Focal Nodular Hyperplasia
Focal nodular hyperplasia (FNH) accounts for approximately 8% of hepatic tumors and predominantly affects young women. It represents a hyperplastic response to a vascular malformation rather than a true neoplasm. Histologically, it consists of hyperplastic hepatocytes around a malformed central artery with a fibrous stellate scar and ductular reaction. On MRI, FNH appears iso‑ to hypointense on T1‑weighted sequences and iso‑ to slightly hyperintense on T2‑weighted sequences, with a hyperintense central scar. It demonstrates strong homogeneous arterial enhancement without washout and usually shows iso‑ or hyperintensity in the hepatobiliary phase due to preserved OATP expression.
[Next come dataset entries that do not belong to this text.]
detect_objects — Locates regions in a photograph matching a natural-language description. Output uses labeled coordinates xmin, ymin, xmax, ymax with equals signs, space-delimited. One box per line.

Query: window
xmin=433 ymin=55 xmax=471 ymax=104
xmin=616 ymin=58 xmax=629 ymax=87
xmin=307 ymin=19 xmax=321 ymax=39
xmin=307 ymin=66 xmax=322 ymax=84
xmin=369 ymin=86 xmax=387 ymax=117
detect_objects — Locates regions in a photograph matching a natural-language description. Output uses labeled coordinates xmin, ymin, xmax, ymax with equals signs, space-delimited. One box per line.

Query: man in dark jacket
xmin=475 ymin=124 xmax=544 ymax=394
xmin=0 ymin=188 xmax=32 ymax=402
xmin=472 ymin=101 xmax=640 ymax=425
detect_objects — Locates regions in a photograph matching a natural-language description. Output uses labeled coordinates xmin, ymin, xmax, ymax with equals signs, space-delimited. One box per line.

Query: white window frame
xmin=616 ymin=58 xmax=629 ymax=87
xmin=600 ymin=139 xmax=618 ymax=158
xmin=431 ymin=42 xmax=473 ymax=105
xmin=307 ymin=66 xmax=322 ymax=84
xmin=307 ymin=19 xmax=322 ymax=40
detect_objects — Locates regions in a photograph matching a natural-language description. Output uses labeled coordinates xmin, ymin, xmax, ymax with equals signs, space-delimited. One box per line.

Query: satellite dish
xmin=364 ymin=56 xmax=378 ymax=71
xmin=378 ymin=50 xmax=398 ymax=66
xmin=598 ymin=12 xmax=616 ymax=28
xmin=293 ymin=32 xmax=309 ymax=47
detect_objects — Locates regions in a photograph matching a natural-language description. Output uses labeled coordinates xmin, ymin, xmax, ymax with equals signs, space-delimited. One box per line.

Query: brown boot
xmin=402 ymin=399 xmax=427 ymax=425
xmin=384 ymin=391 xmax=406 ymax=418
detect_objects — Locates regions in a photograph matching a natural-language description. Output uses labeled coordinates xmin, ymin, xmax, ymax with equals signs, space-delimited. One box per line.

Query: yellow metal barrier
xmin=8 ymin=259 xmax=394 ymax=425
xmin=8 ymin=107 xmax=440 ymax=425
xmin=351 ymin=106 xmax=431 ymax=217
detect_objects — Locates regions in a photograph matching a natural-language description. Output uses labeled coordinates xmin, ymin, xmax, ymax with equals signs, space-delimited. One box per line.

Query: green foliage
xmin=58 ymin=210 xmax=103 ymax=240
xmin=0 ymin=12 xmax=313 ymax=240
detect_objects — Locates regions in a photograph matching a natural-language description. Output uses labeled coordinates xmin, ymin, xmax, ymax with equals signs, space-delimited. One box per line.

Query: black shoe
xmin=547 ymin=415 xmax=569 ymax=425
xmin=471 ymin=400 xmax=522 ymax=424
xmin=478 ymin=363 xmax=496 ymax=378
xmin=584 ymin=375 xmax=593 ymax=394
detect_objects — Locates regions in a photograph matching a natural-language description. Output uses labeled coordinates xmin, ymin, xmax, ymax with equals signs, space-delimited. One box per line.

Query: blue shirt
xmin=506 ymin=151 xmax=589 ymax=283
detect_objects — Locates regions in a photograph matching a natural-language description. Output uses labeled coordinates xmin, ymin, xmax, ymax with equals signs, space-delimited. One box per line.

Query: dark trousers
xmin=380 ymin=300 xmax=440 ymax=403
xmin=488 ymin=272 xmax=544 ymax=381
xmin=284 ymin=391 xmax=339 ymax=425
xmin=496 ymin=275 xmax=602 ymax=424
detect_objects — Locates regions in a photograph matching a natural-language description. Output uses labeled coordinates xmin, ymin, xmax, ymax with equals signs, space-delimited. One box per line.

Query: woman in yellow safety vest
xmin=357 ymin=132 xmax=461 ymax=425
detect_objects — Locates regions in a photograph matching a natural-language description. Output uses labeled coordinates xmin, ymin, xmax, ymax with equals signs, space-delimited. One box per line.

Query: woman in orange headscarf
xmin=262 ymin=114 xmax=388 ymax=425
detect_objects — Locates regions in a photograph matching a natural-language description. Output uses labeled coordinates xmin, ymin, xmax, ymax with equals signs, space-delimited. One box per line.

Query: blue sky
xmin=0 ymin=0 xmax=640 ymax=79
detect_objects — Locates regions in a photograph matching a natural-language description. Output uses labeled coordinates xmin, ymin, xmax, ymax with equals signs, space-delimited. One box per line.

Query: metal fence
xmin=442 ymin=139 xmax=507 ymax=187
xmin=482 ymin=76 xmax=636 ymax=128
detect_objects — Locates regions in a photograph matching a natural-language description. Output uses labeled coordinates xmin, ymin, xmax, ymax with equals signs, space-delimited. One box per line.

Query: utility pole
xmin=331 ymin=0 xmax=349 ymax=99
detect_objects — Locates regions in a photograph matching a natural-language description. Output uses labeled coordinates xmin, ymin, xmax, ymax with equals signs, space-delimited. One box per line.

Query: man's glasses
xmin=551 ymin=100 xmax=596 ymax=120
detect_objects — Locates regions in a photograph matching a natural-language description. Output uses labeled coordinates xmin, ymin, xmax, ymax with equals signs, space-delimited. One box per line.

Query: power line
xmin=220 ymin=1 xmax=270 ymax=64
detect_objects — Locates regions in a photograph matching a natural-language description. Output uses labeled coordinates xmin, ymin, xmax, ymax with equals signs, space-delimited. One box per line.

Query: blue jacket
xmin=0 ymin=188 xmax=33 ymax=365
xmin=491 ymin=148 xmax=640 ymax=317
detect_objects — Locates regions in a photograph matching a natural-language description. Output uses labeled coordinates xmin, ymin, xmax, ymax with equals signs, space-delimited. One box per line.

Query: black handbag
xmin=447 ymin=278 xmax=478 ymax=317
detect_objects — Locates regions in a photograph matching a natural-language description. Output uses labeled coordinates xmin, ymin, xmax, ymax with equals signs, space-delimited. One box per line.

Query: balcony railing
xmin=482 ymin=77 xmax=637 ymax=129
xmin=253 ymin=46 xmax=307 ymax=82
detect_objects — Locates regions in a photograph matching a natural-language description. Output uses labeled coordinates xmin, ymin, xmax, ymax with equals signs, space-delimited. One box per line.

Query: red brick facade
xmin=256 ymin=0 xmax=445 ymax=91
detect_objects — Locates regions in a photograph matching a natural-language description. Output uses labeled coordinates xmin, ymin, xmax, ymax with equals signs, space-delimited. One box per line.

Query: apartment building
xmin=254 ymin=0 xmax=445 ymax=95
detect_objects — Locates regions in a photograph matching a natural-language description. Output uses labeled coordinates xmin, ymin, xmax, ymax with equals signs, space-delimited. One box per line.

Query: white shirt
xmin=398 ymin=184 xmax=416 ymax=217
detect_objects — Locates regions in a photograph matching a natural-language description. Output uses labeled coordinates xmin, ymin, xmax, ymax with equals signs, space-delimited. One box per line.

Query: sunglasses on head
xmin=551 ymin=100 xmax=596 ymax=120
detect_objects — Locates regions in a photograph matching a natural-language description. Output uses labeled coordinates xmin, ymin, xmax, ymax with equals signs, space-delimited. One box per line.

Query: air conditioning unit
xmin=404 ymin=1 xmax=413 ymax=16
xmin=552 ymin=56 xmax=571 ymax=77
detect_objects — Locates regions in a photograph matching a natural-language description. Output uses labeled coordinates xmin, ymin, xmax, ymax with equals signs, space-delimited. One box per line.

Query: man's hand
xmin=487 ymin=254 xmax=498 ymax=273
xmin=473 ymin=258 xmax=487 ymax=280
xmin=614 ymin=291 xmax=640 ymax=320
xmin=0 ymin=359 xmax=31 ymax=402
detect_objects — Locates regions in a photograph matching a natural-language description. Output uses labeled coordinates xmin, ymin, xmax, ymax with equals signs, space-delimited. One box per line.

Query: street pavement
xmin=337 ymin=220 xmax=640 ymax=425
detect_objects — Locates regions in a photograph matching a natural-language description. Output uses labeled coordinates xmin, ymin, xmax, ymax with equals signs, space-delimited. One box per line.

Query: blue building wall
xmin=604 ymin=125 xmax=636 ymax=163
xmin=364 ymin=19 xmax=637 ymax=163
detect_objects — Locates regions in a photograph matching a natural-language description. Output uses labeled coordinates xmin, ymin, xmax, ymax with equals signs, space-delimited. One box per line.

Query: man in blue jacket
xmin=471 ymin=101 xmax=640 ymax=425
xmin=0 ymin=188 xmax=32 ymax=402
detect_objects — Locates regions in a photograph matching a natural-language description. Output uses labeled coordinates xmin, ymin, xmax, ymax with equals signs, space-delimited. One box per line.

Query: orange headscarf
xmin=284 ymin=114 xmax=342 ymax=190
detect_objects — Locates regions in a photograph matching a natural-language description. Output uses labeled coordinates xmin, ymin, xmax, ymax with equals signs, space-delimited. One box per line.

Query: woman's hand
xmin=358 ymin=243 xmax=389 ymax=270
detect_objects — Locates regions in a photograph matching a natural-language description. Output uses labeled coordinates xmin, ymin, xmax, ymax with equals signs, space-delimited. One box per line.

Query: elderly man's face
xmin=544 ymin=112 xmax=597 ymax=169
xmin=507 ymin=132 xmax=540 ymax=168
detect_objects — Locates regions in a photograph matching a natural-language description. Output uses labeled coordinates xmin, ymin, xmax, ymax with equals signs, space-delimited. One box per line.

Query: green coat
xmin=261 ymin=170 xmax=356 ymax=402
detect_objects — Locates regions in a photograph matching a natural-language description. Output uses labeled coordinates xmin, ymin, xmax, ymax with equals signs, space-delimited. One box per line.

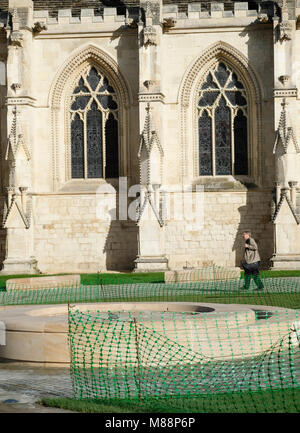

These features enable highly specific diagnosis, although atypical cases with steatosis or sinusoidal dilatation may require biopsy.
Hepatocellular Adenoma
Hepatocellular adenoma (HCA) is less common but clinically significant due to its potential complications. It occurs mainly in young to middle‑aged women, often linked to oral contraceptives, obesity, or metabolic dysfunction. In men, anabolic steroid use is a key risk factor. Histologically, HCAs lack bile ducts and portal tracts. The Bordeaux classification (2017) defines several molecular subtypes: HNF1α‑inactivated adenomas (H‑HCA, approximately 30%) show diffuse steatosis and low malignant potential; inflammatory adenomas (I‑HCA, 30–35%), associated with obesity, show T2 hyperintensity with persistent contrast enhancement and may bleed; and β‑catenin‑mutated adenomas (B‑HCA) carry the highest malignant risk, particularly exon 3 mutations, which may appear iso‑ or hyperintense on the hepatobiliary contrast phase. Rare sonic hedgehog adenomas exhibit necrosis or cystic change and bleed easily.
Management
MRI with hepatobiliary contrast is essential to subtype differentiation. Not all HCAs are hypointense on the hepatobiliary phase, making them difficult to distinguish from FNH. Management depends on sex, lesion size, and subtype. Resection is advised for all adenomas in men and for women with lesions >5 cm, β‑catenin exon 3 mutations, or growth during follow‑up. Smaller adenomas may regress with hormonal withdrawal or weight loss and can be monitored.
Conclusion
FNH is a benign, nonsurgical lesion reliably diagnosed by MRI. HCA is heterogeneous with variable risks; MRI enables noninvasive differentiation and guides tailored management to prevent complications.
Competing Interests
The author has no competing interests to declare.